Currently, Alaska, Texas and Illinois limit state protections for pregnancy accommodation to public employees. Alaska is limited to state employees; Illinois to peace officers and fire fighters; and Texas to county and municipal employees. It should be noted that Illinois has proposed legislation to expand pregnancy accommodations to all working women.xi
Maryland and Hawaii require employers to make reasonable accommodation to pregnant employees with pregnancy related disabilities.xii Maryland requires transfers to less strenuous or hazardous positions in some circumstances and may also require certification from a physician.
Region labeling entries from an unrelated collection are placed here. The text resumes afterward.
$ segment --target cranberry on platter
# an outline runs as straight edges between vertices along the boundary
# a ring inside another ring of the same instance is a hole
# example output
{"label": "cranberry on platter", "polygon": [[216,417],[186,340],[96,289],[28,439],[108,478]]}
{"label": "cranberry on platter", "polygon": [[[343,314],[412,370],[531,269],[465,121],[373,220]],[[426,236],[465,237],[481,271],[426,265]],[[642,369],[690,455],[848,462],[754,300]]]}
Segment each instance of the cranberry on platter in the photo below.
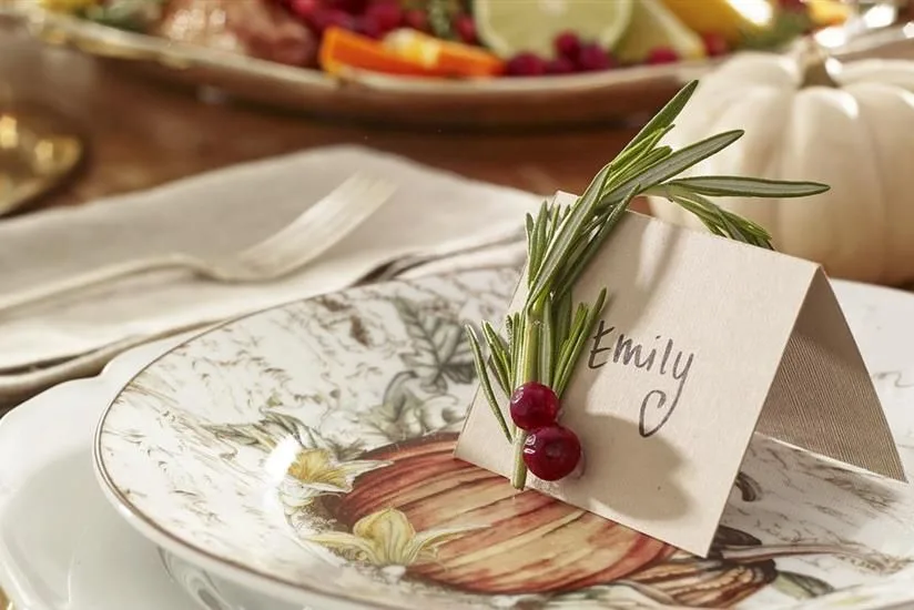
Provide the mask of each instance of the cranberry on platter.
{"label": "cranberry on platter", "polygon": [[372,38],[383,38],[403,24],[403,9],[396,2],[375,2],[359,19],[359,30]]}
{"label": "cranberry on platter", "polygon": [[477,44],[479,42],[479,37],[476,34],[476,22],[468,14],[461,14],[454,20],[454,30],[465,44]]}
{"label": "cranberry on platter", "polygon": [[562,479],[575,471],[581,460],[578,435],[559,425],[540,428],[527,437],[524,464],[545,481]]}
{"label": "cranberry on platter", "polygon": [[403,13],[403,24],[419,32],[430,31],[428,16],[419,9],[410,9]]}
{"label": "cranberry on platter", "polygon": [[532,431],[551,426],[559,416],[559,398],[552,388],[528,382],[511,394],[510,414],[515,426]]}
California, Connecticut, Louisiana, Minnesota, New Jersey, New York City, Philadelphia and West Virginia may expand an employers’ obligation to accommodate beyond what federal law may require.xiii California, Louisiana, Minnesota, New Jersey and West Virginia require accommodation for a pregnant woman when she requests it and her doctor advises it. In Connecticut, a pregnant woman is entitled to accommodation when her position could be a hazard to her or her baby. It appears that women seeking accommodation may not need to meet the definition of “disability” as defined in the ADA. New York City and Philadelphia are the broadest, simply requiring reasonable accommodation for pregnant women. Thus, women in these areas may have an easier time demanding and obtaining workplace accommodations. The Minnesota law, which just went into effect in May 2014, precludes employers from claiming undue hardship or requesting a doctor’s note for: more frequent restroom, food, and water breaks; seating: and restrictions on lifting more than 20 pounds. California, Minnesota, and Virginia have specific language prohibiting retaliation against pregnant women seeking accommodation.
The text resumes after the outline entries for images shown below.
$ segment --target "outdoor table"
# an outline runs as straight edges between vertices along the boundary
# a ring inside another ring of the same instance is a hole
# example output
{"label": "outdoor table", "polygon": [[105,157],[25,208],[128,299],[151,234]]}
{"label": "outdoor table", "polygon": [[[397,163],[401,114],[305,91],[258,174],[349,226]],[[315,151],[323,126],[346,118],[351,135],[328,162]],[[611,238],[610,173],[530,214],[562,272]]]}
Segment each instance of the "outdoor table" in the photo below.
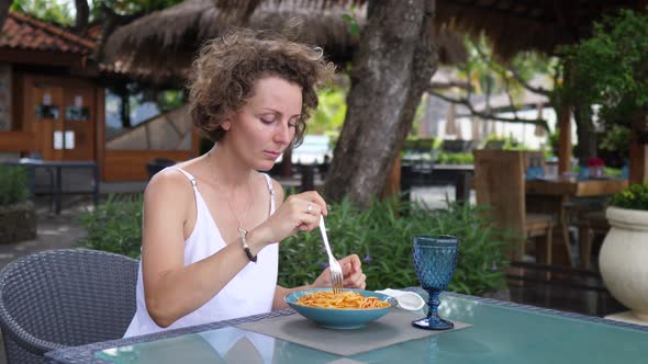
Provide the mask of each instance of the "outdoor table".
{"label": "outdoor table", "polygon": [[470,200],[470,179],[474,175],[473,164],[434,164],[433,181],[450,181],[455,185],[455,200]]}
{"label": "outdoor table", "polygon": [[[416,288],[418,293],[426,295]],[[405,341],[348,357],[261,335],[269,345],[226,343],[247,331],[235,325],[280,315],[287,309],[235,320],[52,351],[46,363],[221,363],[271,359],[272,363],[645,363],[648,327],[597,317],[523,306],[474,296],[442,295],[443,317],[467,328]],[[304,319],[305,320],[305,319]],[[380,320],[380,319],[379,319]],[[403,325],[411,325],[403,322]],[[327,330],[327,329],[322,329]],[[257,334],[258,335],[258,334]],[[345,330],[339,331],[345,340]],[[235,348],[238,348],[236,350]]]}
{"label": "outdoor table", "polygon": [[[618,178],[578,180],[576,178],[532,179],[525,181],[526,211],[554,214],[560,218],[561,239],[569,241],[569,221],[563,208],[572,197],[604,197],[628,186],[628,181]],[[571,252],[565,244],[569,262]]]}
{"label": "outdoor table", "polygon": [[92,160],[42,160],[42,159],[31,159],[31,158],[22,158],[19,160],[8,160],[3,161],[7,164],[13,166],[24,166],[27,169],[29,173],[29,190],[32,198],[35,196],[36,190],[36,178],[35,171],[38,168],[46,169],[49,171],[54,171],[54,186],[53,186],[53,194],[54,194],[54,211],[56,214],[60,214],[60,201],[63,195],[63,169],[67,168],[76,168],[76,169],[90,169],[92,170],[93,177],[93,185],[91,191],[74,191],[72,193],[91,193],[94,205],[99,203],[99,166],[96,161]]}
New York City, Philadelphia and New Jersey identify some of the possible accommodations that might be necessary. These possible accommodations are: bathroom breaks, breaks for increased water intake, periodic rest, assistance with manual labor, job restructuring or modified work schedules, job reassignment and temporary transfers to less strenuous or hazardous work.xv Iowa and Pennsylvania are known to have pending legislation on pregnancy accommodation.
At the federal level, the Pregnant Workers Fairness Act was introduced in the House and Senate about a year ago.xvi The text of the proposed legislation requires reasonable accommodations for pregnancy related limitations except in the case of undue hardship. It further makes it an unlawful employment practice to deny employment opportunities to pregnant women needing reasonable accommodation and to require an employee to accept an undesired accommodation.
Conclusion
Federal law is developing and unclear whether and when employers may have to accommodate pregnancy related conditions. Various states and cities have imposed their own obligations to accommodate. There is no bright line rule but rather a patchwork of obligations. Employers must proceed cautiously and be aware of the ongoing changes to local and state laws in this growing area.